I can’t say enough how inspired I am by all who race. Be it running or triathlon, swimming or biking, there is a special place in my heart for those who go out and try. Racing means different things to different people — for some, to compete in a race means crossing a finish line. To others, competition is with themselves and a personal best is the prize. And then there are others who race everyone and everything: they race against other athletes; they race against themselves; and they race against the course.
I am moved by all kinds of racers because no matter what your goal, or who are racing, I see the beauty of determination. It’s a very public way of putting yourself on display for all to see and cheer (or judge) that really is rare in other areas of our life.
That’s probably why I was filled with emotion watching yesterday’s Boston Marathon. I, like many, wanted Shalane Flanagan to win the women’s race. Her story, her determination, her ties to Boston, I connected with all of it and I wanted her to win more than I have ever wanted someone to win a marathon before.

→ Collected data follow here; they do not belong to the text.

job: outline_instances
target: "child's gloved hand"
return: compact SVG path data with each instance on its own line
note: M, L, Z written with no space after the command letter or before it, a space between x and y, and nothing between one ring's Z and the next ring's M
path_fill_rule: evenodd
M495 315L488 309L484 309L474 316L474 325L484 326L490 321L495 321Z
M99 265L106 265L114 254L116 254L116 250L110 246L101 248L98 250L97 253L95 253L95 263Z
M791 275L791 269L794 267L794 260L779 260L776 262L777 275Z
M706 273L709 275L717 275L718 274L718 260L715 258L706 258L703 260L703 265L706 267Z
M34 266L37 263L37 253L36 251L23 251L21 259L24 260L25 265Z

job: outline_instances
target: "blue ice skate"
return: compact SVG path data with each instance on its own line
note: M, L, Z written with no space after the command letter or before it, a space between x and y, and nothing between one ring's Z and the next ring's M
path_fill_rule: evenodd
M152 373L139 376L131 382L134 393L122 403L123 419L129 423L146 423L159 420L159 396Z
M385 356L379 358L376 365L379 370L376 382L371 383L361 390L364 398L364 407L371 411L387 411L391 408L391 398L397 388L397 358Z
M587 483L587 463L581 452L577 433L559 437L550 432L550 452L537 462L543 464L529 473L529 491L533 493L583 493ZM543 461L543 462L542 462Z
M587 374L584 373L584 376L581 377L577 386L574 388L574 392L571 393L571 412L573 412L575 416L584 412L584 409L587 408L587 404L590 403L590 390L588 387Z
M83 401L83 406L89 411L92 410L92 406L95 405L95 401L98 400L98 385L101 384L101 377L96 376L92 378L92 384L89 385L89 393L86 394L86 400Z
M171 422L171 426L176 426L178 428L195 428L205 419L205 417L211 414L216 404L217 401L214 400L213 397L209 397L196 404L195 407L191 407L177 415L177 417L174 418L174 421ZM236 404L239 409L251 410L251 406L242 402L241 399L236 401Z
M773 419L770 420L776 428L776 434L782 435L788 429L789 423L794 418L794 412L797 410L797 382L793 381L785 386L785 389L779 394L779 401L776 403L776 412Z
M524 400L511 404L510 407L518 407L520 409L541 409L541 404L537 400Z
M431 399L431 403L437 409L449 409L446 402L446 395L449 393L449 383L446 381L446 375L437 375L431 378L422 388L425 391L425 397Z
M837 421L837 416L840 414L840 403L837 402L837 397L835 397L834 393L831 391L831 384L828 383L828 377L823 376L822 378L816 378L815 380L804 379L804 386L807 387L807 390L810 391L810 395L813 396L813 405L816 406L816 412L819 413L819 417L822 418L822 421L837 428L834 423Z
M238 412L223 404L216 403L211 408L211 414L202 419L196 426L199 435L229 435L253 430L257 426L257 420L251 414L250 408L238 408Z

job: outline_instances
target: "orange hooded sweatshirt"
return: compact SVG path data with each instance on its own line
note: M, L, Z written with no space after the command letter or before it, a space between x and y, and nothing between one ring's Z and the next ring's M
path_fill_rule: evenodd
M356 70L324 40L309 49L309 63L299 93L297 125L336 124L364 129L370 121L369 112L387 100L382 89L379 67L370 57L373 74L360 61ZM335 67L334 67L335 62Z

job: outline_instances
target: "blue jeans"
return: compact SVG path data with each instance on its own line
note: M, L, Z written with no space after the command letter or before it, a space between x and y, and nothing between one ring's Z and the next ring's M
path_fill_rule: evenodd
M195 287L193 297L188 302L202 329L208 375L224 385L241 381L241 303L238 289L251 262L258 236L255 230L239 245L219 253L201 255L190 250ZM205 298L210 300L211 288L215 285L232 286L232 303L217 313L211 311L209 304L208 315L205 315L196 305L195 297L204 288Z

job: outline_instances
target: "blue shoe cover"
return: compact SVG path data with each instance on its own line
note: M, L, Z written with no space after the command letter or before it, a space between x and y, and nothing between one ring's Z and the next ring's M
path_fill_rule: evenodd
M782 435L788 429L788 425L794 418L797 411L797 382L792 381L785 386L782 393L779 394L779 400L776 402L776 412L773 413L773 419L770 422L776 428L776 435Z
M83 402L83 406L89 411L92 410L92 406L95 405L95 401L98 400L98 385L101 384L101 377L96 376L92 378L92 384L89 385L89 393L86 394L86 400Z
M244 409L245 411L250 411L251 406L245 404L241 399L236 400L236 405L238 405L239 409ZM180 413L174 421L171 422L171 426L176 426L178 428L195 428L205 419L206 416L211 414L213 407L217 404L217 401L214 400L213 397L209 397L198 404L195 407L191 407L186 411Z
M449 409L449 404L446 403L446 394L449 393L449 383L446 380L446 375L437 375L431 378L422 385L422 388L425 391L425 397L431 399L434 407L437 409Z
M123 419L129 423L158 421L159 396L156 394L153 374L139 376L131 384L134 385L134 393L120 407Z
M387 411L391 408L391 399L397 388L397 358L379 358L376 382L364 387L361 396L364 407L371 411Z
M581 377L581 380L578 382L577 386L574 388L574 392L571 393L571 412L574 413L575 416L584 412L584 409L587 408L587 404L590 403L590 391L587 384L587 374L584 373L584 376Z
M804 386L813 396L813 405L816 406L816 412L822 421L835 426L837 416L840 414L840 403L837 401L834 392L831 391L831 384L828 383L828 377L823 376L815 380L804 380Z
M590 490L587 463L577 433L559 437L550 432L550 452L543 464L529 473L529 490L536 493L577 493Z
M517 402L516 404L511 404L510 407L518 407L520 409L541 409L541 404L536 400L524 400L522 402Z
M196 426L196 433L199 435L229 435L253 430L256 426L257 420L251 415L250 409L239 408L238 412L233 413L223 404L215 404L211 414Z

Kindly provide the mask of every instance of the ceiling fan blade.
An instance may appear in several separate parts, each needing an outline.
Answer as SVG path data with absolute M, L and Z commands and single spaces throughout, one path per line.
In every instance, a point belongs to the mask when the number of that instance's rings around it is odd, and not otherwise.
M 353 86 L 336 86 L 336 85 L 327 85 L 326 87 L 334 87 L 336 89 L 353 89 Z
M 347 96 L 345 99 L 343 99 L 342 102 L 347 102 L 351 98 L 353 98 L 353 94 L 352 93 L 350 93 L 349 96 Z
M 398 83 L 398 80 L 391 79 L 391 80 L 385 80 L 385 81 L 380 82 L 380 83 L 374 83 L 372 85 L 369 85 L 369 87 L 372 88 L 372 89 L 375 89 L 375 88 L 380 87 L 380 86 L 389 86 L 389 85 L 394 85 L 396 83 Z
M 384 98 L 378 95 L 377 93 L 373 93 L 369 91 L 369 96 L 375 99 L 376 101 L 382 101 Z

And she wanted to win. She made that very clear for all the world to know and then she had to live up to the hype and hopes and dreams of all those who now followed her.
She attained a personal best (by 3 minutes) but she did not win the race and you could feel her sadness along side her joy. She raced the other elite woman, the course and herself and on that day, she was not the best amongst others but she was the best that she could be.
Then there was Meb Keflezighi on the men’s side. Meb and I are less than 1 year apart in age. I cheer for him for many reasons but truth be told, I like seeing that you can continue to compete at any level, including the top elite level at age 38. He ran his race yesterday and when it looked like he might be caught, he dug deeper. My legs ached watching him. He went to the depths of his physical being and demanded more. Some days you demand more and your body does not respond. Some days you demand more and you summon the strength to continue. Yesterday, Meb put on a display for all athletes to see the true meaning of trusting your body and digging deep. His joy was my joy when he crossed that finish line.
I think both the win for Meb and the loss for Shalane were some of the most beautiful things I have seen lately and one of the reason I love these sports so much. I see it as a microcosm for life itself where the greatest joys can come from sharing your dreams, daring to go for it and allowing the rest of the world to cheer you on and in the end, the courage to try matters so much more than the final result.